Word Sense Induction for Machine Translation

Abstract

We have witnessed the research progress of machine translation from phrase/syntax-based to semantics-based and from single sentence-based to discourse and document-based. This talk presents our work of word sense-based translation model for statistical machine translation, which is one of semantics-based SMT research at word sense level. The sense in which a word is used determines the translation of the word. The talk begins with how to build a broad-coverage sense tagger based on a nonparametric Bayesian topic model that automatically learns sense clusters for words in the source language, and then focuses on the proposed word sense-based translation model that enables the decoder to select appropriate translations for source words according to the inferred senses for these words using maximum entropy classifiers. The talk ends with experiential results and some conclusions. To the best of our knowledge, this is the first attempt to empirically verify the positive impact of lexical semantics (word sense) on translation quality.

Speaker

Prof. Min ZHANG
Distinguished Professor
Director of the Research Center for Human Language Technology
School of Computer Science and Technology
Soochow University, China

Date & Time

28 Jan 2016 (Thursday) 11:00 - 12:00

Venue

E11-3033 (University of Macau)

Organized by

Department of Computer and Information Science

Biography

Dr. Min Zhang, a distinguished professor, Director of the Research Center of Human Language Technology and Vice Dean of the school of computer science at Soochow University (China), received his Bachelor degree and Ph.D. degree in computer science from Harbin Institute of Technology (China) in 1991 and 1997, respectively. He worked in Academy and Industry from 1997-2013 at Singapore and South Korea.

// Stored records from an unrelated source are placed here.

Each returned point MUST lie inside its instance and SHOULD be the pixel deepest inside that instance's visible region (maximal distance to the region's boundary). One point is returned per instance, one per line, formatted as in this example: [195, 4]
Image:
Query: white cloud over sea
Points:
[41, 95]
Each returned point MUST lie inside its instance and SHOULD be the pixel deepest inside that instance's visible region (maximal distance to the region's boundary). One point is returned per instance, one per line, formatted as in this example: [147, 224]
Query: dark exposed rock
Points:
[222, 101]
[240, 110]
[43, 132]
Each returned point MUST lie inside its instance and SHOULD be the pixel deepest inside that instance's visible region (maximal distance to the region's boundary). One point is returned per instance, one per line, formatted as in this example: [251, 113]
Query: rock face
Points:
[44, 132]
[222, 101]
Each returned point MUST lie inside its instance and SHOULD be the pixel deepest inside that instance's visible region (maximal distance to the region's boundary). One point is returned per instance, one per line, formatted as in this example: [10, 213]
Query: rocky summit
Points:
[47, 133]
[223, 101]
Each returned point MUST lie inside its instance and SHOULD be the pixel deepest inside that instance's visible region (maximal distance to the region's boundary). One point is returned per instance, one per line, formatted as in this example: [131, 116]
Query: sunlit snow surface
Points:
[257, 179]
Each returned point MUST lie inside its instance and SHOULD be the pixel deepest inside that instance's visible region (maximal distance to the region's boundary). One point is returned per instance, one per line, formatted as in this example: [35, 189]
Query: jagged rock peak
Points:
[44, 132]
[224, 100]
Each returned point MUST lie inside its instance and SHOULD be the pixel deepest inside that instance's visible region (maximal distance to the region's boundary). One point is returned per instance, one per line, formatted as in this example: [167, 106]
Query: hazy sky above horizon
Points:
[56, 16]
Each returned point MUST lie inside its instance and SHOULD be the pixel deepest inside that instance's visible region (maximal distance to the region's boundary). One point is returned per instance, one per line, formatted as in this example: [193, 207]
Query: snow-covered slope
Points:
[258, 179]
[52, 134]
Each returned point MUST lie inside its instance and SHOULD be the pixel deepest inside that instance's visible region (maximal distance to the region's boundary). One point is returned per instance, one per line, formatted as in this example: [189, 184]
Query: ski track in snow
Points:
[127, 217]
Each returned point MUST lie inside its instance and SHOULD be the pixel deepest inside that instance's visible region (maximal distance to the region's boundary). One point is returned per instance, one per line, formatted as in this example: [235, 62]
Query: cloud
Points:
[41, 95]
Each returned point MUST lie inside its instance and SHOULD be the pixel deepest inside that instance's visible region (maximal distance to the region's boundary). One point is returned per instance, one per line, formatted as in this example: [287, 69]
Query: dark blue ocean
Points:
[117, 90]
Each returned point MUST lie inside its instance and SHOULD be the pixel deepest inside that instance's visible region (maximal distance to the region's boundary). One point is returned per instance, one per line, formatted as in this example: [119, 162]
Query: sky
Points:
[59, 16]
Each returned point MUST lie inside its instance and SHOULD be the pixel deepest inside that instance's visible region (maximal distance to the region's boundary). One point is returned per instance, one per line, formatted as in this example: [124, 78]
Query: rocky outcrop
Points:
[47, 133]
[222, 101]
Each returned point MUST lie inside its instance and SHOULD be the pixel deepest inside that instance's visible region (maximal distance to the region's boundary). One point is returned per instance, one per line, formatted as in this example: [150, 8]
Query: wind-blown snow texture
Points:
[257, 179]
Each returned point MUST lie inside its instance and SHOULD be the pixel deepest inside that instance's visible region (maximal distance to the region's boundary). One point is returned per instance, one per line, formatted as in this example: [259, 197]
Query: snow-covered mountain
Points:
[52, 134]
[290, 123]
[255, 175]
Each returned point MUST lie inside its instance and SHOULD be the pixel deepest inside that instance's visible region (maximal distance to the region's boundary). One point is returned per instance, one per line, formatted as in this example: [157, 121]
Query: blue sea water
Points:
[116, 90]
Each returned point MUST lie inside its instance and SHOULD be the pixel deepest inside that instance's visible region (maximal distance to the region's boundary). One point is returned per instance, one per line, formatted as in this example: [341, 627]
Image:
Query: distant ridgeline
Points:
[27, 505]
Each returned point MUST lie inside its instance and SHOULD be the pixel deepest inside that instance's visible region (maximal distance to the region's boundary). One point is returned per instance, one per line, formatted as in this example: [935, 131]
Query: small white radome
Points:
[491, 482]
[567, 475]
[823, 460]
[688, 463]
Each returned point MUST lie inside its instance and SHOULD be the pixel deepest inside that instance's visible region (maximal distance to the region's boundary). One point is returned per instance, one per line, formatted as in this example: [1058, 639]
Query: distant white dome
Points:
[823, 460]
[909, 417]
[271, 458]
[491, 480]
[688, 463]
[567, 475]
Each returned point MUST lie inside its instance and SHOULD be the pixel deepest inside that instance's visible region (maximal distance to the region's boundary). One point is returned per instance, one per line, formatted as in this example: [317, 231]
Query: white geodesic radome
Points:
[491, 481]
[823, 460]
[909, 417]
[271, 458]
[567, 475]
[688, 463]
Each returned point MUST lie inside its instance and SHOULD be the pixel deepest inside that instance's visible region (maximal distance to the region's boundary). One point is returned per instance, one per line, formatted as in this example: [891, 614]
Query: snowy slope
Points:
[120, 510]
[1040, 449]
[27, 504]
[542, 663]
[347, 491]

His current research interests include machine translation, natural language processing and big search. He has co-authored more than 150 papers in leading journals and conferences, and co-authored/co-edited 15 books published by Springer, IEEE CPS and COLIPS. He is an associated editor of IEEE T-ASLP and Acta Automatic Sinica. He was the recipient of several awards in China and oversea. He is the PI of three NSFC projects, including 1 for Distinguished Young Scholars, 1 Key Program and 1 General Program.